Going down towards the second hide there was next to nothing except a pair of miserable-looking Stilts so it was onward towards the río Viejo and, at last, some waders. 4 more Stilts, a couple each of Redshanks and Dunlins, a single Ringed Plover. I heard and saw occasional Skylarks, always niceto see but there was something even nicer in sight, and even though the following may appear to be a digression, it is not. As Gabriel Heatter was wont to say at the beginning of his wireless broadcasts (that'll give you a clue, the rest you can look up in Google), 'There's good news tonight.'

Regular readers will know that I have been constant critic of the lack of management within the reserve and I have, in this past year, written twice about the state of the reserve and the needs as I saw them (the second was a repeat and copied to Medio Ambiente in Sevilla) without receiving any reply until this past week. But, as I neared the wider part of the río Viejo it was obvious that there had been a cleaning out and even better, just to the right against the beach behind the wire fencing, they have cleared the scrub and sticks and made it much better for Kentish Plovers, a species which prefers sandy, open spaces, and the vegetation and sticks and branches gave too much cover to predators (rodents and snakes).

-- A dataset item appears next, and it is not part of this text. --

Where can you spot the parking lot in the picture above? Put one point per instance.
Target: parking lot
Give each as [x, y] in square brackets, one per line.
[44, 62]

In all, at least a third of the length has between that point and the track in from the beach to the laguna Grande has been cleared and one can only hope that more will be cleared. Indeed 2 male Kentish Plovers were already on the cleared area, one in beautiful plumage with his little cinnamon cap, and there were some finches and Skylarks also. There is a whole list of things in the letter and hope to get permission to publish a resumé in a forthcoming blog but at least something has been done and, if the reply I received is to be believed, more will be done, albeit by volunteers.

Now back to the birds. I walked - perhaps staggered might be a better verb - along the edge of the fence and entered by the track to the laguna Grande. It was there that the White-headed Ducks, Teal - the pretty little males obviously feeling the flush of hormones in their systems although the females appeared to have communal headaches, a few Shovelers and the usual Mallards had taken refuge and were sharing the water space with both Little and Black-necked Grebes. A smashing male Marsh Harrier flew over the far side, too distant photograph but nice through the scope, and I later saw a female.

A single Booted Eagle sat on a branch on the tree remains on the far island and on the way out I was to see another which was eminently suitable for photography if only it would stay still. This winter there appear to be few Booted Eagles which is very probably a reflection of the few prey species available, although one I saw when walking with the dog yesterday afternoon had its crop grotesquely full. There were only 2 Kestrels today, one male calling very loudly for a long time as he circled high above the reserve, presumably staking out his territory.

There were remarkably few Little Egrets and Grey Herons, they must have been away up river feeding. More Robins, at one time 3 in view at once and more Black Redstarts as I walked around to the laguna Escondida which has the huge disadvantages of giving you the freezing wind from the sierra directly in the face in the winter and burning the skin off your back in the summer.

However, there was the bird I wanted to see, a Purple Boghen at the far end, busy feeding with one large red foot clamped round a root on which it was pulling furiously, white rear end stuck in the air, while a Moorhen chugged across amongst the Coots. So it was out and homewards to be in time for the concert from Vienna, but not before photographing the photogenic Booted Eagle.

Total 51 spp., not a bad start to the year and tomorrow down to La Janda!